A. The New Refundable Child Tax Credit

Question 1

What is the difference between a “tax credit” and a “tax deduction”?

Answer 1

A deduction is an amount that is subtracted from INCOME before calculating the tax on the net amount.

A credit is an amount that is subtracted from the TAX ITSELF after it has been calculated on net income.

Question 2

Do members of the Mainstream Media often confuse the two?

Answer 2

Distressingly often.

Question 3

What is the difference between a “plain-vanilla garden-variety” tax credit and a REFUNDABLE tax credit?

Answer 3

Most credits reduce the tax BUT NOT BELOW ZERO.

A REFUNDABLE tax credit, AFTER reducing the tax to zero, becomes a REFUND (or NEGATIVE income tax!!!).

Question 4

Do our pols think that REFUNDABLE tax credits are wonderful because the pols don’t have to call them “subsidies” in the case of those that benefit business or affluent individuals, or “welfare” in the case of those that benefit the poor?

Answer 4

Absolutely!!! (The greatest thing since sliced bread!!!)

Question 5

Prior to last month’s $1.5 TRillion “Tax Reform” bill, were there any REFUNDABLE tax credits that benefitted the nation’s poor?

Answer 5

There was (and still is) an “Earned Income Credit” for the WORKING POOR [which, effectively, excludes the “extreme poor” ($2.00 per person per day) on which we are focusing].

There was also a child tax credit of a maximum of $1,000 per child.

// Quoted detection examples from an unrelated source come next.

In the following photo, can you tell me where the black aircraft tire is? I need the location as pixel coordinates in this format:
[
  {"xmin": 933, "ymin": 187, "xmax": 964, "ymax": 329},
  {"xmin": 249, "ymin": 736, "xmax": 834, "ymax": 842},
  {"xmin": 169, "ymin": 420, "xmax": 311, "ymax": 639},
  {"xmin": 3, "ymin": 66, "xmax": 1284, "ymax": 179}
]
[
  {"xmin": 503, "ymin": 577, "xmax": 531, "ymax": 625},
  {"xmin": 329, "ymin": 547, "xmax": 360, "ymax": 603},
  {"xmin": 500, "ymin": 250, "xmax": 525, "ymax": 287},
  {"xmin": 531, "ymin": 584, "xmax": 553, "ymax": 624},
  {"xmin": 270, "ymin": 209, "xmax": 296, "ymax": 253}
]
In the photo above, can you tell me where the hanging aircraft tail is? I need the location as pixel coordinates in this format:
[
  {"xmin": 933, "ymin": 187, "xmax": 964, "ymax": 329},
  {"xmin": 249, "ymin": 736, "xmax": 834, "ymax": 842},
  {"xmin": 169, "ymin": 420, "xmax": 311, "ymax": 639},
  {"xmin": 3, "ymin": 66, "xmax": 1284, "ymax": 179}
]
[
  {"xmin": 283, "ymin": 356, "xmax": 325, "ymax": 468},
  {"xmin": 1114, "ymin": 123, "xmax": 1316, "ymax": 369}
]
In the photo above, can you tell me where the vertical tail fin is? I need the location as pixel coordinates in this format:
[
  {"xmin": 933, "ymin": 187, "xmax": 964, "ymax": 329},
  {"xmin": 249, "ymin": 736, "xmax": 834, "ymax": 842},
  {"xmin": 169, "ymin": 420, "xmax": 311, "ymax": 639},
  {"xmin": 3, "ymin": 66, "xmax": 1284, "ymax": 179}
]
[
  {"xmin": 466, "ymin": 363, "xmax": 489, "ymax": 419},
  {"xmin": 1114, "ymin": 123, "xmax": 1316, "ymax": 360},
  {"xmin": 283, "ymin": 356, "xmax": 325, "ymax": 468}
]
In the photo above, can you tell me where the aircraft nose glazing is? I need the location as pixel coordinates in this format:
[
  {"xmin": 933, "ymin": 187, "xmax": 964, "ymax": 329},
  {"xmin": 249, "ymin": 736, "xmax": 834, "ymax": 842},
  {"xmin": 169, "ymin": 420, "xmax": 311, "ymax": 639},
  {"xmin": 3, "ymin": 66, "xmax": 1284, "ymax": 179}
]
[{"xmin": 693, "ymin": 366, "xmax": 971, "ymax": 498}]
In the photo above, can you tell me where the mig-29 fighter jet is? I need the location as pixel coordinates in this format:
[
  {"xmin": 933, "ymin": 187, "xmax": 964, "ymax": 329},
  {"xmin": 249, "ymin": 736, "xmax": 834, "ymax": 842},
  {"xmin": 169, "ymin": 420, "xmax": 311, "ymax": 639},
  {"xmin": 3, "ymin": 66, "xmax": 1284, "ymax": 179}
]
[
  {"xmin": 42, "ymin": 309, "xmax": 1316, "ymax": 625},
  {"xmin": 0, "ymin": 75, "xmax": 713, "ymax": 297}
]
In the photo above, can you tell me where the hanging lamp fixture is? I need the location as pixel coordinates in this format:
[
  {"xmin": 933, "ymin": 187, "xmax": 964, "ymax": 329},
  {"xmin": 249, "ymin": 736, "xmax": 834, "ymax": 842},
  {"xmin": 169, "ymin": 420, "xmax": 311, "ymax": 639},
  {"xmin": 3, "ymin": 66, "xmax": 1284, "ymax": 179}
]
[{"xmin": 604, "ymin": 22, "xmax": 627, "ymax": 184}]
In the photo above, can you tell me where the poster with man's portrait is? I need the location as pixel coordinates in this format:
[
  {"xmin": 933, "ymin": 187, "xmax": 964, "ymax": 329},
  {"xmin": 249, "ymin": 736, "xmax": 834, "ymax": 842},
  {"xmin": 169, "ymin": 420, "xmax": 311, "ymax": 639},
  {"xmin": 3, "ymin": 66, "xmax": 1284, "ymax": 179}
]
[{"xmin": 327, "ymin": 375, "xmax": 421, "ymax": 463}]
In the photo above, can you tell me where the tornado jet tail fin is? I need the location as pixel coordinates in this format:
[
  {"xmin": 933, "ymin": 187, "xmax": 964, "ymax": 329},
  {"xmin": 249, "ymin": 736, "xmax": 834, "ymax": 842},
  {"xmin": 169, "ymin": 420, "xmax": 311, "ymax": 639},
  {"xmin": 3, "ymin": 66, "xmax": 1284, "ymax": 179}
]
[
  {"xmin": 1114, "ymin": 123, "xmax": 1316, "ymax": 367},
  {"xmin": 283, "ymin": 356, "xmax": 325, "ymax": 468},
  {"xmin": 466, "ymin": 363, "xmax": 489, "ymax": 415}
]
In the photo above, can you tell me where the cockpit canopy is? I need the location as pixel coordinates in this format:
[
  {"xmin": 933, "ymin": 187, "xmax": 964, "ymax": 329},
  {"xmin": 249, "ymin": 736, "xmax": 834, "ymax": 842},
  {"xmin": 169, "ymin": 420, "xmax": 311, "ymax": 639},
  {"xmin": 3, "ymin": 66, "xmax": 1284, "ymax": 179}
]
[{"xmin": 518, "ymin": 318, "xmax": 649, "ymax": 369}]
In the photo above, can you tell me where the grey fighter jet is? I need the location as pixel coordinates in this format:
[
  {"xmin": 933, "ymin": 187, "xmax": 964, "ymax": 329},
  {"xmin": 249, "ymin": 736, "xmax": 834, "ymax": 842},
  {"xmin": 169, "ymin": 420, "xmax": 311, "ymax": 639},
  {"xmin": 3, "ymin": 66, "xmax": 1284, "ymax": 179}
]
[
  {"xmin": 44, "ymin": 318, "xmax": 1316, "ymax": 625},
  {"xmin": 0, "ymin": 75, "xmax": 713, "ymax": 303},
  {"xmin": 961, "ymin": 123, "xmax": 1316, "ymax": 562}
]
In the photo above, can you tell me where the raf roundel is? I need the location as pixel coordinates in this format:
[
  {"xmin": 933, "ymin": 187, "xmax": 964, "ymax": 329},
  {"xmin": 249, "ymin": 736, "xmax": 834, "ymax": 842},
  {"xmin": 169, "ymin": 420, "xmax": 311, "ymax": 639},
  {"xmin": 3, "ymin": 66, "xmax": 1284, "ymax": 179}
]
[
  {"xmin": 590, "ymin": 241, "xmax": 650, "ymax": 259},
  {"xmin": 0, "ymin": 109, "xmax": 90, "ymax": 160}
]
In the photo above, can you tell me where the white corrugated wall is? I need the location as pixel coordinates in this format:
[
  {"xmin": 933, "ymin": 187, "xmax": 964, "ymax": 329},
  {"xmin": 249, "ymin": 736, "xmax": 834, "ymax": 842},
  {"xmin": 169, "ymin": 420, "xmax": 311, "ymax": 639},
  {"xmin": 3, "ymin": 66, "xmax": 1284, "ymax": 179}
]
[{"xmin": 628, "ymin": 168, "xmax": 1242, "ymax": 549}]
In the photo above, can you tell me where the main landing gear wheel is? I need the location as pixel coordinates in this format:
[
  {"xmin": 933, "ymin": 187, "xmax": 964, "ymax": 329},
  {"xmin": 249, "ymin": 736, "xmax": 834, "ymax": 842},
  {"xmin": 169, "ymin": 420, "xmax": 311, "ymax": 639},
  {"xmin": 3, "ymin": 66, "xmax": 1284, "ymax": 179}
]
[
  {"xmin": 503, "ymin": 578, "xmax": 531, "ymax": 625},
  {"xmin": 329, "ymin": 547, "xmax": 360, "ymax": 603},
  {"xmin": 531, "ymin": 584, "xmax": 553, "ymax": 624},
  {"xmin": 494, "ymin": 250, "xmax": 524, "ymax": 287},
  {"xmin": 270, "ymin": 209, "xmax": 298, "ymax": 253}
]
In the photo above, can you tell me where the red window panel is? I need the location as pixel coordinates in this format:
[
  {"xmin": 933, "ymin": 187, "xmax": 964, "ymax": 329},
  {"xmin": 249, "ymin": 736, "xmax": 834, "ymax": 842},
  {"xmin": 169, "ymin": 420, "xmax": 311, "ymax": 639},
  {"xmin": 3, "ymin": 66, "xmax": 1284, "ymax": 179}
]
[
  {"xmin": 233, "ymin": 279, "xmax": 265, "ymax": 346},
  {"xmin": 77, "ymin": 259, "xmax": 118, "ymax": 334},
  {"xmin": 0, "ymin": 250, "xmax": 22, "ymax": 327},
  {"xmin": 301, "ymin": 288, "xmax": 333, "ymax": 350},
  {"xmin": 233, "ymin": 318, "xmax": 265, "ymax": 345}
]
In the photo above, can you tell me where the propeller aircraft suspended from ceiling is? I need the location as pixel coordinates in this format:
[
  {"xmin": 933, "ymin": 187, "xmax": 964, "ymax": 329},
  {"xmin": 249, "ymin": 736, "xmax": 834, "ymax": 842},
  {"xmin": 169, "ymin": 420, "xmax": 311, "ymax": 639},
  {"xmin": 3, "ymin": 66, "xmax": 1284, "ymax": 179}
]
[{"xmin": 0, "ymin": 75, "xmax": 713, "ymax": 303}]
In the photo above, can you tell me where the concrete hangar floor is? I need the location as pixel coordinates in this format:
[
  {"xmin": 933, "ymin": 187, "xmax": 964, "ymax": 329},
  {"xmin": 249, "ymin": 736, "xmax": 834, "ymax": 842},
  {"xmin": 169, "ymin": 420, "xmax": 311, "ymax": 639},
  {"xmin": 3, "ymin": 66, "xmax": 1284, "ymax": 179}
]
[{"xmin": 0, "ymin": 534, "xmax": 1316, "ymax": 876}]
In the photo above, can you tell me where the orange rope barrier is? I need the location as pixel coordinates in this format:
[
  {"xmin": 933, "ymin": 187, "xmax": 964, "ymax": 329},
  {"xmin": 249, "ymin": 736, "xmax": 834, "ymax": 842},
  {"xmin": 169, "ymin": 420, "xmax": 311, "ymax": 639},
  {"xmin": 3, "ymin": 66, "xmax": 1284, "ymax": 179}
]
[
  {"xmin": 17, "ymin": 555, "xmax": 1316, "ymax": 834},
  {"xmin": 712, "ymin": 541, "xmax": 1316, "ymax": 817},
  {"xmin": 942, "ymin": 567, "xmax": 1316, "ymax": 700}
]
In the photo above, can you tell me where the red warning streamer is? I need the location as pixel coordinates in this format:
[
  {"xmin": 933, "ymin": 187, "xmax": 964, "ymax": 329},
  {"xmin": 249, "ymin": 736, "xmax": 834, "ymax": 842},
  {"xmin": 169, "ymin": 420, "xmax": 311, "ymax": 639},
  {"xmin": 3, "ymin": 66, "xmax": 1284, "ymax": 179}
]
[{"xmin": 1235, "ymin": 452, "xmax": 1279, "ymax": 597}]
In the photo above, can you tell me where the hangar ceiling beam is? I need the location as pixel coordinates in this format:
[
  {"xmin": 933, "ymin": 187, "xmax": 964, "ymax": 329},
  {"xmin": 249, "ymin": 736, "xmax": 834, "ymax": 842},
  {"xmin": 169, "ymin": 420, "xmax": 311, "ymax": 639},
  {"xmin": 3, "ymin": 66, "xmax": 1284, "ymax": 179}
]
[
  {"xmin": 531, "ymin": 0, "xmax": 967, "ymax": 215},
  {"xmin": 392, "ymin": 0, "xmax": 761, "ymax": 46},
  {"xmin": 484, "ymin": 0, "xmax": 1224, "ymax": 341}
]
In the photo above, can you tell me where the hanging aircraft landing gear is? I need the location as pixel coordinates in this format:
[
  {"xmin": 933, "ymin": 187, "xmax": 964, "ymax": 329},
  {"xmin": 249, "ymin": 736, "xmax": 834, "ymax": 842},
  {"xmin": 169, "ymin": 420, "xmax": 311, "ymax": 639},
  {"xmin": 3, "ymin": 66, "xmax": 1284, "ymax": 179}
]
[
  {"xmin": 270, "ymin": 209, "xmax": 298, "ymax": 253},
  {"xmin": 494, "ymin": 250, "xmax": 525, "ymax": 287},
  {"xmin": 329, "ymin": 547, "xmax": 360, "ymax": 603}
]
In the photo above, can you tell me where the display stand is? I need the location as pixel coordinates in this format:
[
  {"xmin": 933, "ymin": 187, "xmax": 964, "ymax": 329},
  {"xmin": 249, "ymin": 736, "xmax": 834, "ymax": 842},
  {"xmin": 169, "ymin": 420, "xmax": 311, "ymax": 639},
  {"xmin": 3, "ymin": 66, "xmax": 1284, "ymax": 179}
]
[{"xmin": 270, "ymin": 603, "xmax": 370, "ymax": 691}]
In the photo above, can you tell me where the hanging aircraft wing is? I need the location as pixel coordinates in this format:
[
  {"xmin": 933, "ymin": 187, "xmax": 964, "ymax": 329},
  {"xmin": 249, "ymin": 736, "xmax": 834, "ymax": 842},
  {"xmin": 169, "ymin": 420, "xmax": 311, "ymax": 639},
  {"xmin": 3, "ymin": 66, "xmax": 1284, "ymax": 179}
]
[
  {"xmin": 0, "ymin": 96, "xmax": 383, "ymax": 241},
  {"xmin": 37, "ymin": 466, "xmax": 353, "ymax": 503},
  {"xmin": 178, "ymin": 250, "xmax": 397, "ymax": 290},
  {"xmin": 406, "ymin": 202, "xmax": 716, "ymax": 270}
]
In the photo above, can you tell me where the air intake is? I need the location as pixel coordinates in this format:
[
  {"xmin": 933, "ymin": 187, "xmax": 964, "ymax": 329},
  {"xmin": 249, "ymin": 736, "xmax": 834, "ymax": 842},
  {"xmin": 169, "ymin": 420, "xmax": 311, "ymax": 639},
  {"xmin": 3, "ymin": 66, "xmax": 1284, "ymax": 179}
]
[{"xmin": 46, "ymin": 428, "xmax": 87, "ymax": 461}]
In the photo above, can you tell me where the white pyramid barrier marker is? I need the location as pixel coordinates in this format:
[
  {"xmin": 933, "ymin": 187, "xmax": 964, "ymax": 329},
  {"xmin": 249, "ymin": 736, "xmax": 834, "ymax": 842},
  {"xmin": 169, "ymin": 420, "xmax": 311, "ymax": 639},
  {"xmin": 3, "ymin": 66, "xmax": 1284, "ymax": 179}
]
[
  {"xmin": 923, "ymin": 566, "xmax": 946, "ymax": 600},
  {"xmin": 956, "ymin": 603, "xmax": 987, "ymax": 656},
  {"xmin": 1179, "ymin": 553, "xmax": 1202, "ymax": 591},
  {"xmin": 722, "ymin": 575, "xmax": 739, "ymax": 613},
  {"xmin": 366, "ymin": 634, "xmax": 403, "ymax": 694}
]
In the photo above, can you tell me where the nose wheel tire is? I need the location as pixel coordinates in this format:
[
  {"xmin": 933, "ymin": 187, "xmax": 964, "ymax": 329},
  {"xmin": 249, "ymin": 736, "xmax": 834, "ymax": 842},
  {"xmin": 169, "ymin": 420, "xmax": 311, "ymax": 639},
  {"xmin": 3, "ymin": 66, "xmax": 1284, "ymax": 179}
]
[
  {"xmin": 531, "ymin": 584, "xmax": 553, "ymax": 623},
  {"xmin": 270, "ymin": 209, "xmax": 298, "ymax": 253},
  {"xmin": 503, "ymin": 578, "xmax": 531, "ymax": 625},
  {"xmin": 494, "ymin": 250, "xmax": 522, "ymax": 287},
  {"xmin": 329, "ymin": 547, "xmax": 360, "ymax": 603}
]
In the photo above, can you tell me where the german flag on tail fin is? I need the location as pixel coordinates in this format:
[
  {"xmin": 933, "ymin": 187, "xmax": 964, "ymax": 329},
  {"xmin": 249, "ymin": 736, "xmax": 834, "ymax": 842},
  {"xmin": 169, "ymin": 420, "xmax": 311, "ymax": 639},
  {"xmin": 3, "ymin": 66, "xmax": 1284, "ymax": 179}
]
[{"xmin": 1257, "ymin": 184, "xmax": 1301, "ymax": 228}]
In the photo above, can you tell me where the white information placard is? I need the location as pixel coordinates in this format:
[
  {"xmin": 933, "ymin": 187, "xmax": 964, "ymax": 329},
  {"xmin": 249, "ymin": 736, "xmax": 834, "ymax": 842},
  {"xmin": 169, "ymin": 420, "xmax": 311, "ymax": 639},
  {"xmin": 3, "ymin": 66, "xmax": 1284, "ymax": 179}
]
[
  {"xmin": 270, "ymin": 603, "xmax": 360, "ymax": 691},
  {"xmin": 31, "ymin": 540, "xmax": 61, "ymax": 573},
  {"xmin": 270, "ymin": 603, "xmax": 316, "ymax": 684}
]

It was REFUNDABLE.

As described in the next Q&A-6 --

(A) the maximum per child was increased from $1,000 to $2,000; and

(B) $1,400 is now REFUNDABLE (which, of course, is $400 more than the total of the old child tax credit).

Question 6

Does the new Tax Reform Act provide a child tax credit of $2,000/year, of which $1,400/year is REFUNDABLE?

Answer 6

Yes.

Question 7

Did Senator Marco Rubio (R-FL) loudly proclaim that he was opposed to the Tax Reform legislation because only $1,100/year of the new child tax credit would be REFUNDABLE -- forcing the Senate Majority Leader Mitch McConnell to increase the REFUNDABLE portion to $1,400/year in order to secure Senator Rubio’s vote?

Answer 7

Yes!!! Bravissimo Sen. Rubio!!!

Question 8

Will the new $1,400/year REFUNDABLE child tax credit lift quite a few Americans households out of $2.00 per person per day “extreme poverty”?

Answer 8

$1,400 per year per child = $3.84/day!!!

Accordingly, just one child will almost lift out of “extreme poverty” ($2.00 per person per day) both the child and a single mother!!!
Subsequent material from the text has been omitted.